I fatti: una 87enne, sola in casa, riceve una chiamata da un finto Maresciallo dei Carabinieri che le riferisce che suo nipote aveva causato un grave incidente stradale e che, a titolo di risarcimento, avrebbe potuto pagare il danno causato dal ragazzo tramite valori presenti in casa, in particolare contanti e gioielli, da poter consegnare ad un corriere che sarebbe passato da lì a poco per ritirarli e rilasciare il giovane.

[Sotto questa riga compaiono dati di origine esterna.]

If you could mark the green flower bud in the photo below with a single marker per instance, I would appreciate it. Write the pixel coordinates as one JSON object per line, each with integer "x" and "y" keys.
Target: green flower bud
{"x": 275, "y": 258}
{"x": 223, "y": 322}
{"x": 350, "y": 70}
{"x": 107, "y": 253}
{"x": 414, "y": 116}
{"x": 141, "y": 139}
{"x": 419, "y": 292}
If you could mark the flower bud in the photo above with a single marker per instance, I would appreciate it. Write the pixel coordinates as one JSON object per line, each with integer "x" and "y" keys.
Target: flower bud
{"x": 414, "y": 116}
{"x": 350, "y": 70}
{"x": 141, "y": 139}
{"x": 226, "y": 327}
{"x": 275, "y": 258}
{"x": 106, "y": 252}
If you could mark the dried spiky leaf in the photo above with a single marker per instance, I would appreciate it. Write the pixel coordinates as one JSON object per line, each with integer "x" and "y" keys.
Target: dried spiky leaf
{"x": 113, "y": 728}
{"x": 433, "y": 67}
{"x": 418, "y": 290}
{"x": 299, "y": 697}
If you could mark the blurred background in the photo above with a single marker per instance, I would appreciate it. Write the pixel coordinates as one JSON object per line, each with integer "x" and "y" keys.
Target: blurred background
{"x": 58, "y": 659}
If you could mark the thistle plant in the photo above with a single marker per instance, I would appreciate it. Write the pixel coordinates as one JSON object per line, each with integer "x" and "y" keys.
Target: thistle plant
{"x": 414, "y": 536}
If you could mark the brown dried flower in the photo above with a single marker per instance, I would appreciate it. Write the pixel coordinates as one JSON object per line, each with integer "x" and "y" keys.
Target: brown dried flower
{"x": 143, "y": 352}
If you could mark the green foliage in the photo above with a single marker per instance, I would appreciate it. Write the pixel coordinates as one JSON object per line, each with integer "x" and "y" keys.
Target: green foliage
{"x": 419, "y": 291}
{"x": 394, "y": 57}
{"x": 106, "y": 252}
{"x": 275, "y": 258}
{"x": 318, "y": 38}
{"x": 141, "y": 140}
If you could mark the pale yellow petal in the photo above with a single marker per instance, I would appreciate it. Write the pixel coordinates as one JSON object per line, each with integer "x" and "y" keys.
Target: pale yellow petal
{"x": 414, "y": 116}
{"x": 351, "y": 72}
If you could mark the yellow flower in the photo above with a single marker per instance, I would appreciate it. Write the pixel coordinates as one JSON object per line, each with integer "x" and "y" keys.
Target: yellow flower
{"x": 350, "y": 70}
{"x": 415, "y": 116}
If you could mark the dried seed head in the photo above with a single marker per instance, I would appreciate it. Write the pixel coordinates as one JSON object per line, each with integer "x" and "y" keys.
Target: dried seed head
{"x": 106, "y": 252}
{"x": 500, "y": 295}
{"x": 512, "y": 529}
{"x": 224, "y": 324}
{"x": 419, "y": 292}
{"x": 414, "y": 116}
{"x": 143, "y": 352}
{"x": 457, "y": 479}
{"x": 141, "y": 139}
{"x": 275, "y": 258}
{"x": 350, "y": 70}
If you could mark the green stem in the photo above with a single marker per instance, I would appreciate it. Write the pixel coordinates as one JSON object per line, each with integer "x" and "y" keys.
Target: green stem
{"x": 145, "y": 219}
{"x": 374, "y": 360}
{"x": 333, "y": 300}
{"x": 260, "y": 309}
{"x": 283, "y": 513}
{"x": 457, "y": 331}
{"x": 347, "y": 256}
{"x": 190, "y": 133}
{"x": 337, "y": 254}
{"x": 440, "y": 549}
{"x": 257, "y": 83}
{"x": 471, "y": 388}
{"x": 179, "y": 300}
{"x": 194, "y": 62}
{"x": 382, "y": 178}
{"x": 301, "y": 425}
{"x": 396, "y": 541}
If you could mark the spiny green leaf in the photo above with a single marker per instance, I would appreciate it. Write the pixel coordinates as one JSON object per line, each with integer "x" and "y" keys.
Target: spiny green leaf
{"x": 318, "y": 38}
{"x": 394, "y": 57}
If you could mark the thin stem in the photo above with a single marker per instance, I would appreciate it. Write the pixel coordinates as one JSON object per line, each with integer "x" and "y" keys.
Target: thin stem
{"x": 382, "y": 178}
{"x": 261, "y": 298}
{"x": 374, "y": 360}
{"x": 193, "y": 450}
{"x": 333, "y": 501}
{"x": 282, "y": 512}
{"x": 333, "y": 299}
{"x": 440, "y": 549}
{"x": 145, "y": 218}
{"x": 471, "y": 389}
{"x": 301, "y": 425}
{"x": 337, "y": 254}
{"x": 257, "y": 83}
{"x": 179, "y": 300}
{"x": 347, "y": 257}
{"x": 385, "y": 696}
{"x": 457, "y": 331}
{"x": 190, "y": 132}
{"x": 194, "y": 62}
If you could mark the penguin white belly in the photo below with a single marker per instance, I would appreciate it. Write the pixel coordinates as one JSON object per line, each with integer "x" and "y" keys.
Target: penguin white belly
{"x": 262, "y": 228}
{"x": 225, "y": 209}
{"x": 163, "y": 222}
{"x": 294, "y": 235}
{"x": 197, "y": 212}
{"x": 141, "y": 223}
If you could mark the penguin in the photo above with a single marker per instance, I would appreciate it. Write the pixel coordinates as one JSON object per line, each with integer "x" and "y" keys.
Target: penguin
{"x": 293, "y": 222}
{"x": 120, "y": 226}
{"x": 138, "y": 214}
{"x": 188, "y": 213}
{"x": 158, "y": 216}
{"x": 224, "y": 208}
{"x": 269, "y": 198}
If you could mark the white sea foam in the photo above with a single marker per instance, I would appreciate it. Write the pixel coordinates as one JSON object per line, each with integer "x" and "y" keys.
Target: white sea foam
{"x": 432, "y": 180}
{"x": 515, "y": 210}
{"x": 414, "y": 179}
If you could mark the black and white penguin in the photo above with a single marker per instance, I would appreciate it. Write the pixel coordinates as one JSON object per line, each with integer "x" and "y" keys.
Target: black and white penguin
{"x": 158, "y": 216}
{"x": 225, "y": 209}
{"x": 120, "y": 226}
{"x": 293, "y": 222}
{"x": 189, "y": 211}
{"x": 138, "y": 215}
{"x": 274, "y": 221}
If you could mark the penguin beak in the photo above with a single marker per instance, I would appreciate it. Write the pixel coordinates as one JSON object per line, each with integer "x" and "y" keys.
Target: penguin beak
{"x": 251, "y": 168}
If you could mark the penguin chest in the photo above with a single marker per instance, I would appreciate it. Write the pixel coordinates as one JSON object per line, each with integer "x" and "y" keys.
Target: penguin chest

L’anziana, sgomenta, racimola subito tutto quanto di valore presente in casa, raccogliendo in una busta e con la malinconia della privazione tutto l’oro di famiglia (circa mezzo chilo, valore stimato in circa 50.000 euro), attendendo con ansia l’arrivo del corriere, per scongiurare guai giudiziari a suo nipote. Ed ecco l’attesa chiamata da parte di una donna, che le dice che è giù ad aspettarla e di apprestarsi a scendere con tutto l’oro possibile. L’anziana immediatamente scende da casa e le consegna la busta, la donna ringrazia e dice che farà il possibile per fare in modo che suo nipote venga rilasciato e si affretta a tornare in macchina, pronta a scappare con la sua complice.
In quel momento scatta il blitz dei Carabinieri veri, della Compagnia di Castel Gandolfo, che fermano l’autovettura e sequestrano il maltolto alle due donne, traendole in arresto per l’ipotesi di reato di estorsione, perché sarebbero stati utilizzati modi, nell’indebita richiesta, che avrebbero costretto la vittima a consegnare i preziosi gioielli.
La refurtiva, recuperata dai militari, è stata riconsegnata alla nonnina che, il giorno dopo, ha fatto recapitare in caserma, per ringraziarli, una crostata fatta in casa con le proprie mani (foto).
Continuano le campagne di informazione dei Carabinieri nelle parrocchie e nei centri di ritrovo per gli anziani, finalizzate a sensibilizzare le potenziali vittime rispetto al dilagante fenomeno delle “truffe agli anziani”.
Le arrestate, associate al carcere Rebibbia di Roma, sono da considerarsi “presunte innocenti” fino all’eventuale sentenza definitiva di condanna.